"A scare? What is that?" asked Siegfried.

"I mean, I have been in dreadful fear," answered Mime.

"Fear? What is that?" asked Siegfried.

"Know you not what fear is?" said Mime, starting up and remembering Wotan's words that only the hero who knew no fear could mend the sword.

The young man shook his head.

Mime pressed the subject further. "Suppose you should meet a great monster in the forest," he said; "a huge dragon whose eyes and mouth shot fire, whose tail lashed this way and that, tearing down the trees, whose tongue was sharp as a sword, and whose terrible fangs could crush you like an insect. Suppose this terrible dragon should come rushing down to devour you. How would you feel?"

"There is no such beast as that," replied Siegfried smiling.

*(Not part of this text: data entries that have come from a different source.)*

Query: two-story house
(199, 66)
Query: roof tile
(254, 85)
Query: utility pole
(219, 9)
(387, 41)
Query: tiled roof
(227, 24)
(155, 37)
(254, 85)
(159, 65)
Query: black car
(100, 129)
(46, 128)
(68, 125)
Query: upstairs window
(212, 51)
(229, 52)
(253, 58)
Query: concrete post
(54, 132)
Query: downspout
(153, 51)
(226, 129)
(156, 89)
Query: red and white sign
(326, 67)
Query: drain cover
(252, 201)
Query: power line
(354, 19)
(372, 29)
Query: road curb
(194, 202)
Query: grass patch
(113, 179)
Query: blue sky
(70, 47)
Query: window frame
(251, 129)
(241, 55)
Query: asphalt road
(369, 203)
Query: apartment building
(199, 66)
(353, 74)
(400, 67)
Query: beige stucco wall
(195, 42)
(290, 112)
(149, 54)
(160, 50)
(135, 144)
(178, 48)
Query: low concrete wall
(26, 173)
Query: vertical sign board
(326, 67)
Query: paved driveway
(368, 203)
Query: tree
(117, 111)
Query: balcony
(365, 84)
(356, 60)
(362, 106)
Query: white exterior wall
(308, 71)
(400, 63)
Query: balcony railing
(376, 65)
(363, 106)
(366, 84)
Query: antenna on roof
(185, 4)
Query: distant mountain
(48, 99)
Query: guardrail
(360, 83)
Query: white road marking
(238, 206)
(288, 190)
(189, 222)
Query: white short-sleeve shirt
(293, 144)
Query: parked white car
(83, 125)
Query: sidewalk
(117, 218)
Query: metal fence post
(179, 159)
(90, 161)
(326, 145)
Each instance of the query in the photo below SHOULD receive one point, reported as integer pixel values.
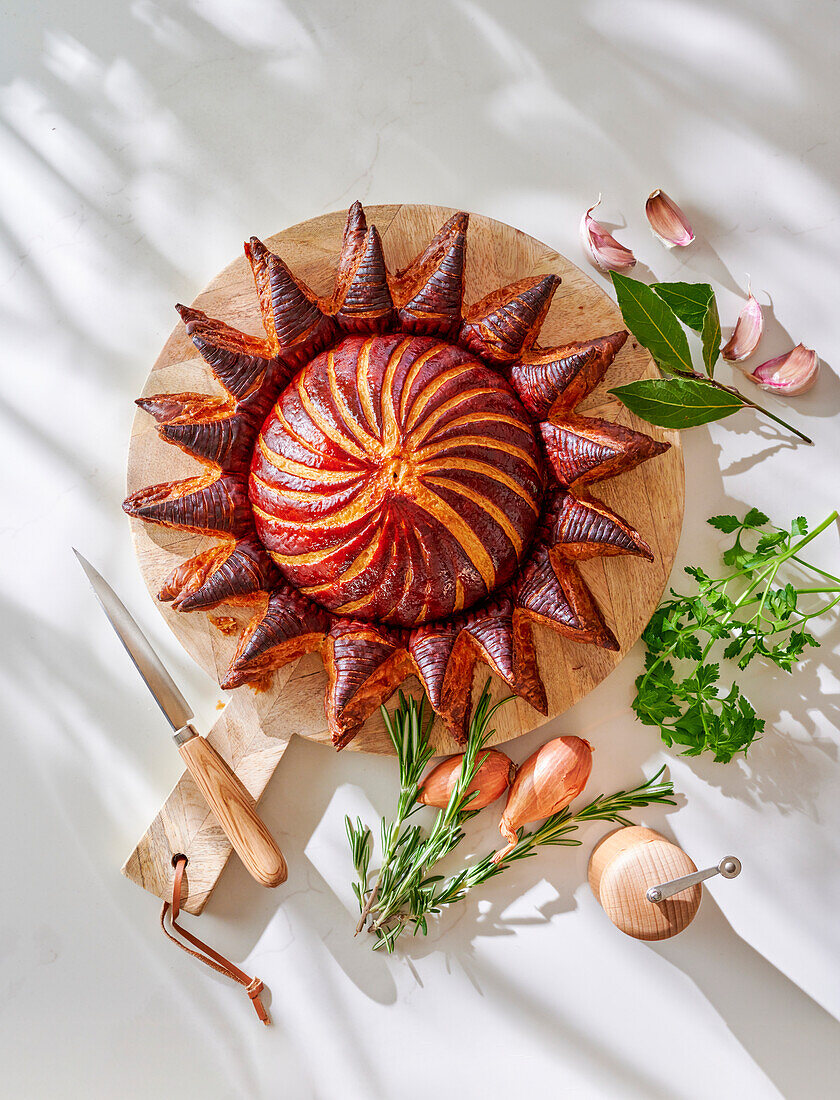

"Oh, but there is!" urged the dwarf, his own eyes growing big with alarm as he thought of Fafner. "There is! Down in the depths of this very forest lurks a dragon ten times more dreadful than I have said. He lies crouched in a thicket before a cave, and even the gods are afraid to come near him."

"Then he would be worth fighting!" exclaimed Siegfried with flashing eyes. "Forge me this sword as you promised, and then show me the way to his lair!"

"I cannot mend the blade," confessed Mime sullenly. "Only he who has no fear in his heart can mend it or wield it."